Chair Yoga: The Best Way To Practice When Ill, Injured, Or At Work
Have you said or heard this: "I can't do yoga until I feel better or can get to yoga class"? Injury or illness, age or other perceived limitations (including working all day at your desk) may prevent you from getting on the floor or standing to do certain yoga poses as you know them.
However, with some creativity and modifications you can ALWAYS practice yoga. "If you can breathe, you can do yoga," says Krishnamacharya.
Sitting as tall as you can while remaining relaxed is the key to many meditation postures and breathing exercises (pranayama). That's a great place to begin. If you can't do any physical asana you can always observe your breath as it is or do some basic breathing exercises. Inhale slowly for three counts, exhale for three, then work up to four counts and beyond. You can also recite a mantra, such as, "I AM," as you inhale. Mantras calm and help focus the mind.

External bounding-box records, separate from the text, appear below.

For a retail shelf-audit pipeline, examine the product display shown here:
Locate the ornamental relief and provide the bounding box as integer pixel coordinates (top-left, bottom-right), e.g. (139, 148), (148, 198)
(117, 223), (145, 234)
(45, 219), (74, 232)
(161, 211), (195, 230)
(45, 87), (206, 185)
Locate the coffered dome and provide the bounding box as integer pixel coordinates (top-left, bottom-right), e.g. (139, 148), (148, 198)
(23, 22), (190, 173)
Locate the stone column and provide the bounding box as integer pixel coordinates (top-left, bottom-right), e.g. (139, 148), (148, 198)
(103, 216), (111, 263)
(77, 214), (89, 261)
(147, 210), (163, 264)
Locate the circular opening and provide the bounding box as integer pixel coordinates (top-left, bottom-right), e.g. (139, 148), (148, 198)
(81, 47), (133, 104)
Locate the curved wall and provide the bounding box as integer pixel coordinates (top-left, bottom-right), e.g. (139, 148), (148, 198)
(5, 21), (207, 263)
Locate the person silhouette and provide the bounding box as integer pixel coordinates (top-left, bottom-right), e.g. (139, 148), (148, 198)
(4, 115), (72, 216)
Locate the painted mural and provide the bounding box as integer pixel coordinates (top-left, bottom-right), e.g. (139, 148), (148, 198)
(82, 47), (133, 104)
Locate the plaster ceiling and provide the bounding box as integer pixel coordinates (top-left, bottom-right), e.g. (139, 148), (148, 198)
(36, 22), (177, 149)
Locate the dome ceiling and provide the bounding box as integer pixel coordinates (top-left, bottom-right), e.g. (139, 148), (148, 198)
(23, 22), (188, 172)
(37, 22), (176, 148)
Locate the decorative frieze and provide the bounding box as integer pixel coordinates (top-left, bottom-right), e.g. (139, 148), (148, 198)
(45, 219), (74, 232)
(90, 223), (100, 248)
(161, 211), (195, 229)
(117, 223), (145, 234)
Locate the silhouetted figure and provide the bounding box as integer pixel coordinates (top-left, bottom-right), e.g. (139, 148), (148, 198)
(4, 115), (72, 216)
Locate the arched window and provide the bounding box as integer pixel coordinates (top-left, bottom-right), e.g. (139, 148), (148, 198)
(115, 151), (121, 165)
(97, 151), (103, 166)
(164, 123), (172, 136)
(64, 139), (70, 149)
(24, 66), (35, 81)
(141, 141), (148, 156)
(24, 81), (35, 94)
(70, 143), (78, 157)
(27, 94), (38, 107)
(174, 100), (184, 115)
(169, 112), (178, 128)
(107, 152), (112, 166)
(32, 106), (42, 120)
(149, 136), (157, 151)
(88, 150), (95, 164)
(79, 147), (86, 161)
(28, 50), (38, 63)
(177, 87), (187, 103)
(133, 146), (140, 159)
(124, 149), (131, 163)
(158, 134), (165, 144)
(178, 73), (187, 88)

There are chair yoga versions of most postures to increase mobility, vitality and flexibility: sun salutation, forward bends, back bends, spinal twists, sitting mountain pose, eye exercises (helps computer strain) and breathing exercises (calms or energizes and increases concentration). If there aren't modifications for poses you enjoy, you can create your own. Some movement is almost always better than no movement.
At your desk, in a wheelchair, or wherever you are sitting now, take a two-minute yoga break to revitalize yourself! Try it: inhale, lift your arms up overhead, exhale and lower. Repeat 5-10 times and see how you feel. I've seen great shifts in posture and energy from my senior home chair yoga classes using poses like the ones suggested above.
There are also chair yoga classes at local studios and senior centers that involve standing postures using a chair for support, but there is plenty of yoga you can do without getting up or down from the chair if you're not able.
Yoga IS for everyone! So stay seated and do yoga today! Inhale sit tall, exhale relax!